While state legislatures were limiting the circumstances in which medical information can be disclosed without patients’ consent, state courts were recognizing causes of action under which patients who were harmed by unauthorized disclosures could obtain appropriate compensation. A typical case, echoing decisions in other jurisdictions (e.g., references
35–37), is
Alberts v. Devine, a 1985 decision of the Massachusetts Supreme Judicial Court
(38). Alberts, a minister who had sought psychiatric treatment from Devine, lost his pulpit when the psychiatrist acquiesced in the request of Alberts’s superiors and revealed the nature of his condition to them. The court held that patients have “a valid interest in preserving the confidentiality of medical facts communicated to a physician or discovered by the physician through examination.” Hence, “a violation of that duty [of confidentiality], resulting in damages, gives rise to a cause of action sounding in tort against the physician”
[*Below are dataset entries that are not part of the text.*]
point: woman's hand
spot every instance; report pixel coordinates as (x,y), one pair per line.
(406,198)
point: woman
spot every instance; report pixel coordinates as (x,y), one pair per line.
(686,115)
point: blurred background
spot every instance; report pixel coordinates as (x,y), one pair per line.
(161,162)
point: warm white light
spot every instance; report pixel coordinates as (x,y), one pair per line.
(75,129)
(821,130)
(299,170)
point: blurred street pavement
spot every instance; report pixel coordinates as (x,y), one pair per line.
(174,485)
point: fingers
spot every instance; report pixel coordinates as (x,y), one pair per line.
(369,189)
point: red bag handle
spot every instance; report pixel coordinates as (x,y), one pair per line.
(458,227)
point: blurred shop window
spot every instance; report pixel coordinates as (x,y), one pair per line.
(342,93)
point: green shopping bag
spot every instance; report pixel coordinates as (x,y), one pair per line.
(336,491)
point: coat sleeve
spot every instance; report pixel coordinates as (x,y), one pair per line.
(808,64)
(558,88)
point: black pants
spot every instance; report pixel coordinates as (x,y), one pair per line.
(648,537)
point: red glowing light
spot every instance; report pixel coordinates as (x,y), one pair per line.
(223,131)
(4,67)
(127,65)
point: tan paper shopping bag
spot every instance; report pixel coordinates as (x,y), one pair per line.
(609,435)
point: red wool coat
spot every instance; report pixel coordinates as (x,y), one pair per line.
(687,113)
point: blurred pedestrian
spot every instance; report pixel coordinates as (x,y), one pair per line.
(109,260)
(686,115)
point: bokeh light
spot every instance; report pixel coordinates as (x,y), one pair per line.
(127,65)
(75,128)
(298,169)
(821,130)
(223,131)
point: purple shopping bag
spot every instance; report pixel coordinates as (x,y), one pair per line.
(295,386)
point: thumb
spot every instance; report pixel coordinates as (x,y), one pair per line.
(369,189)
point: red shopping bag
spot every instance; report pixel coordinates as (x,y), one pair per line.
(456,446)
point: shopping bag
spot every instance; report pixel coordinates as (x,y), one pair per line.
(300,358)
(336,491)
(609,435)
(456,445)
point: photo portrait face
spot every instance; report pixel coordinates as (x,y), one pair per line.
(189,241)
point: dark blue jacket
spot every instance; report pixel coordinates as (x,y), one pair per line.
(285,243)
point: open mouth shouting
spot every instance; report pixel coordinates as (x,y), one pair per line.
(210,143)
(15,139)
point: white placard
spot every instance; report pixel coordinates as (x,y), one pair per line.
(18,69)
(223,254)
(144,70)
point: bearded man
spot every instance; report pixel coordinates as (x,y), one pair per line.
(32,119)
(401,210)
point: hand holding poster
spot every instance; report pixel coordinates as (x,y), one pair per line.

(35). Not only was Devine liable to compensate Alberts for the harm he suffered, but Alberts’s superiors, who had induced Devine to violate his duty, were held liable as well. Like the other courts that have ruled in this area, the Massachusetts court recognized exceptions to the requirement of confidentiality when a danger existed to third parties or when disclosure was otherwise required by law.
To this point, the focus has been largely on state law and regulation, since until recently the federal government left regulation of medical privacy largely to the states. One important exception is embodied in the Public Health Service Act, which establishes special protections for the records of patients who receive treatment for alcohol or drug abuse in federally supported, specialty treatment programs
(39). The resulting regulations strictly limit disclosure without the patient’s consent to situations in which an emergency exists, a crime has been committed at the program, information has been obtained relating to child abuse, a court—applying a set of criteria that includes balancing the benefits and harms of disclosure—orders release, and a small number of other circumstances
(40).
In sum, the impact of law on medical privacy by and large has been complementary to the thrust of the medical profession’s ethical codes. Although there are a number of discrete exceptions, often involving a risk of harm to third parties (e.g., child abuse) or the superordinate needs of the courts, physicians have been obliged to respect patients’ medical privacy. Patient consent has been the sine qua non required for disclosure of information, and physicians can be subject to civil actions, licensure proceedings, and, sometimes, criminal penalties for violation of that rule.